Buried in the marriage register

The work of a probate genealogist doesn’t end once all the potential beneficiaries to an estate have been traced. We also have to prove the beneficiaries’ relationship to the deceased. Hearsay and family tradition are not enough. The Treasury Solicitor requires hard evidence – and that means documentary evidence of kinship. In this case history, Oliver Howard discusses one estate that would have reverted to the Crown, had it not been for a flash of insight and a willingness to dig deeper.


One of my most memorable cases was that of a man whose father and uncle had both arrived in the UK in the early 1900s.

It was a tale of rags to riches and back to rags, of sporting acclaim, bigotry and adversity, with more plot reversals than an average novel. But it was the genealogy that I had to focus on, and that in itself led to an unusual situation.

Following careful research, I was eventually satisfied that I had found all the entitled heirs. Then we hit a stumbling block. Whilst most of the major life events (births, deaths and marriages) could easily be proved because they had occurred here in Britain, the deceased’s father and uncle had been born in South Africa and I knew from experience that early records in SA were frequently non-existent.

Despite the fact that these two were quite clearly brothers, the Treasury Solicitor insisted on documentary evidence. As we couldn’t find birth certificates where birth certificates didn’t exist, it seemed inevitable that the case would come to nothing.

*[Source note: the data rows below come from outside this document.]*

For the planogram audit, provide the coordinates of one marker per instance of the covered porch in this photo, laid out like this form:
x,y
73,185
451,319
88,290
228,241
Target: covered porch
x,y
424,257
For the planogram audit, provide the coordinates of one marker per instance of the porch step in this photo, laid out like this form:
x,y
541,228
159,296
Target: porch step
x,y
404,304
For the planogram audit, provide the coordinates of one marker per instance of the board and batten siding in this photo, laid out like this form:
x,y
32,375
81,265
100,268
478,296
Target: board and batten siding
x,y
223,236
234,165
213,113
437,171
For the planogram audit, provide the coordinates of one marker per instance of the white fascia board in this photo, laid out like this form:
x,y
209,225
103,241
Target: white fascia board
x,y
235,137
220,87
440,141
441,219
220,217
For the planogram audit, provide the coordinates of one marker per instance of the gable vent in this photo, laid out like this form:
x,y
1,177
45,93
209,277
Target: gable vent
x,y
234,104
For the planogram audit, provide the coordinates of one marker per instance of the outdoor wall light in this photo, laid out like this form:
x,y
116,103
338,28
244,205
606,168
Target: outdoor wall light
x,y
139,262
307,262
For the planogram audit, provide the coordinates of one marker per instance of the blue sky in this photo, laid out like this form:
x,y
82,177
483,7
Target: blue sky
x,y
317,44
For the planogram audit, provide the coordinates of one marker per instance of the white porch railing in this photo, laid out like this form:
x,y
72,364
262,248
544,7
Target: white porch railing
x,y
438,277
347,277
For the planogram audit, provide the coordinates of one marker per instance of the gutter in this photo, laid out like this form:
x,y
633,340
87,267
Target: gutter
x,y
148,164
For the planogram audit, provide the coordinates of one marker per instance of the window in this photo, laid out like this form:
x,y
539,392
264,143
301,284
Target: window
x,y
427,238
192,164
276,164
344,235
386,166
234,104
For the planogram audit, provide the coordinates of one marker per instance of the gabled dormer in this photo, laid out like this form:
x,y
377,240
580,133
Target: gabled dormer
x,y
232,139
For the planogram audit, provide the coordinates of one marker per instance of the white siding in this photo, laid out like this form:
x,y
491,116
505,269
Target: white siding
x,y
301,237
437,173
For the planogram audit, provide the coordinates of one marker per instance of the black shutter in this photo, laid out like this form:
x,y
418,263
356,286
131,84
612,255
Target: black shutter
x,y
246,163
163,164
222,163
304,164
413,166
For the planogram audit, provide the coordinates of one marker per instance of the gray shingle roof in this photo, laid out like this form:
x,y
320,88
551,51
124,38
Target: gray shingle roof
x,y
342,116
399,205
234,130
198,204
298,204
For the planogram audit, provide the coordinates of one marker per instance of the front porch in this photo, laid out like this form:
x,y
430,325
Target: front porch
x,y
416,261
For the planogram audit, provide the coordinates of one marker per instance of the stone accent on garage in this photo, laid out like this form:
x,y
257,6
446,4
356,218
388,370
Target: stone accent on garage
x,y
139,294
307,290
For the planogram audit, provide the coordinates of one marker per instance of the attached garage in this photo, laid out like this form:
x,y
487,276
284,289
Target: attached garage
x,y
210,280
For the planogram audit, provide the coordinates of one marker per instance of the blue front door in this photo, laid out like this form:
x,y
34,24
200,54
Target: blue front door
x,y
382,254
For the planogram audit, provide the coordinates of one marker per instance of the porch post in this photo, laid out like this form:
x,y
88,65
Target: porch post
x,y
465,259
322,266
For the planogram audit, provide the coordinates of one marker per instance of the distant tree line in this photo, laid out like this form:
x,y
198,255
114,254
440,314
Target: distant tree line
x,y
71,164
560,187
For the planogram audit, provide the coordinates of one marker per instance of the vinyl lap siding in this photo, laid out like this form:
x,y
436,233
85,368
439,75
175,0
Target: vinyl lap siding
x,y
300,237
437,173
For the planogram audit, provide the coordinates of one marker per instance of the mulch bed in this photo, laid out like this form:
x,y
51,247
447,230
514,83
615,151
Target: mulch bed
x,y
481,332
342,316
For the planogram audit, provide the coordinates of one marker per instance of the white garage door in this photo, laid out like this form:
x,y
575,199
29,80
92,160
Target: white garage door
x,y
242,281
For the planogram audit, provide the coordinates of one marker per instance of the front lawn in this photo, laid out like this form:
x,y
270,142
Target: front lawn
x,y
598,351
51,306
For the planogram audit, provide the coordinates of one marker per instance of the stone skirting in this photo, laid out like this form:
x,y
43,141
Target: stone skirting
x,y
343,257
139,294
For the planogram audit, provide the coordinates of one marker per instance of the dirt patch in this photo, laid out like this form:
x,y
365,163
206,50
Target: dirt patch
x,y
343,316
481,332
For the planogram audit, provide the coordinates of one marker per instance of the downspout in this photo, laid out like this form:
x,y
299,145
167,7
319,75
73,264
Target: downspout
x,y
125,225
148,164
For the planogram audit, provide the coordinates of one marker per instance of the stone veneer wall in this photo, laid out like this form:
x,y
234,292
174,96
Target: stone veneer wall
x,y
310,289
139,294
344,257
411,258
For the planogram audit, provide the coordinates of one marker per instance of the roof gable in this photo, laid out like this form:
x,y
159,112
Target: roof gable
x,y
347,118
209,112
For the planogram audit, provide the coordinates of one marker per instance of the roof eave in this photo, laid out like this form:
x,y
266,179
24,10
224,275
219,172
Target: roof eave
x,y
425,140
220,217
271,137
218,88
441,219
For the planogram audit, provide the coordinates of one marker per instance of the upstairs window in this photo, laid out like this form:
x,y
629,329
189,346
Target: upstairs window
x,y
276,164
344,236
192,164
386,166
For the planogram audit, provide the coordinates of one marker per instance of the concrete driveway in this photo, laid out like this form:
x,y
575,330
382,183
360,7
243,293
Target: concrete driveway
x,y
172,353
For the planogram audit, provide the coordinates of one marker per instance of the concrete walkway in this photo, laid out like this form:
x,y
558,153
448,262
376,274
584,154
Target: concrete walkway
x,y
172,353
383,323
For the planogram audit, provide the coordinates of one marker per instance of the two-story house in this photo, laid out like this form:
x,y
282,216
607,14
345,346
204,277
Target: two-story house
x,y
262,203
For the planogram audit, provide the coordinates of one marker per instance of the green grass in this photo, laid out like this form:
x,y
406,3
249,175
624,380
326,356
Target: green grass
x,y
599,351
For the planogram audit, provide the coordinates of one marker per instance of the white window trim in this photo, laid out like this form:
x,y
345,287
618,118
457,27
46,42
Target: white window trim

Nevertheless I contacted an associate in South Africa who confirmed that there was no civil registration within the timeframe that we were looking at. After mulling the problem over between us, we decided that it would be worth trawling through various church archives looking at baptism records. This was no simple undertaking. Some of the churches’ collections were not even on deposit in the local archives, so visits to the actual churches were needed.

Our associate eventually reported back that there was nothing to be found in the registers: they were in very poor condition and the pages for the years we were interested in were missing. At this point, she remembered that when church registers disintegrated, with bindings falling apart and pages coming loose, record keepers sometimes slipped surviving pages inside books in better condition. With this in mind, she returned to the search and found both of the necessary baptisms buried in a marriage register.

All in all, I think it took us close to a year to prove the link between the two brothers – if it hadn’t been for our associate’s previous experience the Treasury Solicitor would never have admitted the claim. The final estate value was just over £100,000 and there were several beneficiaries for whom the windfall they received meant a great deal.